NoImRight 12:58 pm 20 Jan 12

chewy14 said :

NoImRight said :

Yes I can point to where people have complained that house prices arent going up like they used to.

Well do it then. I’m sure I’ve never said anything like that.

NoImRight said :

I have suggested bleating about something you dont like and then demanding someone else pays for it and fixes it for you is not really a practical solution.

I’m assuming you can point to where people have said that someone else should pay for it? Right? I mean you like comments with real content don’t you?

NoImRight said :

The only consensus seems to be some people cant afford everything they want right now and their solution is someone else should fix it by making those that did work for it and can afford it give it away to them. No one seems to want to consider making sacrificing a little and working to achieve something. Thumper is right suck it up, save and buy what you can. If you choose not to well spend some time in the room of mirrors if you want someone to blame.

No, you didn’t call anyone lazy at all.

I’m sure with your A grade grasp of economics you can put together a good argument that refutes a few of the links arescarti and others have provided in this thread? Or are you limited to wild generalisations and making stuff up?

Settle down Angry of Narrabundah its just the internet its not going to get you laid. In any case Ill try again.

TBH its back a few days ago and I really cant be bothered finding it.Its dull enough reading lengthy “why me?” rants once let alone twice. It may even have been one of the other interminable threads on this subject that seem to be popular now.You can believe me or you can look for it yourself. Or can say I made it up if that helps.Ill still be right;-) In any case where did I say you said it? Are you the elected leader now? Or has that damn Lady of the Lake been at it again? Others have been jumping on this jolly bandwagon too you know.

“Others pay for it”. Again its spead over the forum and I dont intend to spend my day going back over it I have useful work to be getting on with. To summarise though some have claimed the Government should provide more support for first home buyers.Where does that money come from? (Actually Im not against a rethink and improvemnt to support for FHO) The bubble fanciers are also eagerly awaiting divine justice falling on those that have dared to already buy and claimed they cant wait to see house prices plummet 50% or some other reasonable figure. In both these cases it would seem they are quite keen for someone else to foot the bill wouldnt you say?
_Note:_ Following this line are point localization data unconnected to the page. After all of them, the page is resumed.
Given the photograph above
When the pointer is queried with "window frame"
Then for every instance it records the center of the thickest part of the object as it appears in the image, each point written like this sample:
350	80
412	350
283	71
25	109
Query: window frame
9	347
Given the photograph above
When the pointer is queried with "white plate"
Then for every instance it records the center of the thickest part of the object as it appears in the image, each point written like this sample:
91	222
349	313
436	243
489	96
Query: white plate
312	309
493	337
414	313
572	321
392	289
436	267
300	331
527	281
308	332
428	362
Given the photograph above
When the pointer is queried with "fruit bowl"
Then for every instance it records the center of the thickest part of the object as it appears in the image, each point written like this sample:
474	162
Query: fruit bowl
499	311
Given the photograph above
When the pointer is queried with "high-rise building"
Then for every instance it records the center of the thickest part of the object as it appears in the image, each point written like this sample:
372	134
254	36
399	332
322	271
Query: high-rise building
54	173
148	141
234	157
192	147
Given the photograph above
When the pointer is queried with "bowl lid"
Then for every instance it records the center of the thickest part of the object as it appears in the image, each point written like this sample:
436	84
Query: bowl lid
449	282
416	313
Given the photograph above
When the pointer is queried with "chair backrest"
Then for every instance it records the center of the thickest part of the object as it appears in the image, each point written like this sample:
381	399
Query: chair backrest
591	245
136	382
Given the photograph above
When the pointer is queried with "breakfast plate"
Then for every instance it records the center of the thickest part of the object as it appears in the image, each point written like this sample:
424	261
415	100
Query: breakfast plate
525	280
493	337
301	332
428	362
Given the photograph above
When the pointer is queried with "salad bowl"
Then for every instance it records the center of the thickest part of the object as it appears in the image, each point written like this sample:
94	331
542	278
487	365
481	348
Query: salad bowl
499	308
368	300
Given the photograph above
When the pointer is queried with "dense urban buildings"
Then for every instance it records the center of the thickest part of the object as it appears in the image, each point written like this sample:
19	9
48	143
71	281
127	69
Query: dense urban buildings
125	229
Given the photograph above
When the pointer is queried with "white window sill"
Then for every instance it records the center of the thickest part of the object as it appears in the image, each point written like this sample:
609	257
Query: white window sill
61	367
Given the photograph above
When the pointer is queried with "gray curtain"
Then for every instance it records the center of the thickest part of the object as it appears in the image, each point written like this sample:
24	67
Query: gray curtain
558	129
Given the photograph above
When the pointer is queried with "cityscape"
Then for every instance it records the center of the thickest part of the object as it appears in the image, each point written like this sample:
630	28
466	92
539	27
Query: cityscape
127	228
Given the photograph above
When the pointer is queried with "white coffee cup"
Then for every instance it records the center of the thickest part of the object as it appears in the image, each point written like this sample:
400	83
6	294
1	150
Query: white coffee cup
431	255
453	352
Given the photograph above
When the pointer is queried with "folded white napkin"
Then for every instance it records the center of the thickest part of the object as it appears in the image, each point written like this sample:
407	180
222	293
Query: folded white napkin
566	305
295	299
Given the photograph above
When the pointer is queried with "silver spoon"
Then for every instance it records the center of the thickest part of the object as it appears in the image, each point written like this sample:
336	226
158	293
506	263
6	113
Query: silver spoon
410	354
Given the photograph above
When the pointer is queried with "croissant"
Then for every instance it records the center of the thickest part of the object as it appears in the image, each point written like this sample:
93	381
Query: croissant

No I didnt call anyone lazy. How do you get that out of that quote? I suggested they didnt want to do what it takes to get what they want. A subtle difference perhaps but a difference. Bit too close to home ( see what I did there?) perhaps?

What links have I suggested needing debunking? I dont recall getting too much into the economics of this more the mindset of those railing against the dark. I dont think Ive made anything up either but I guess for some some cold reality can seem like fantasy or a generalisation. Take it however you will.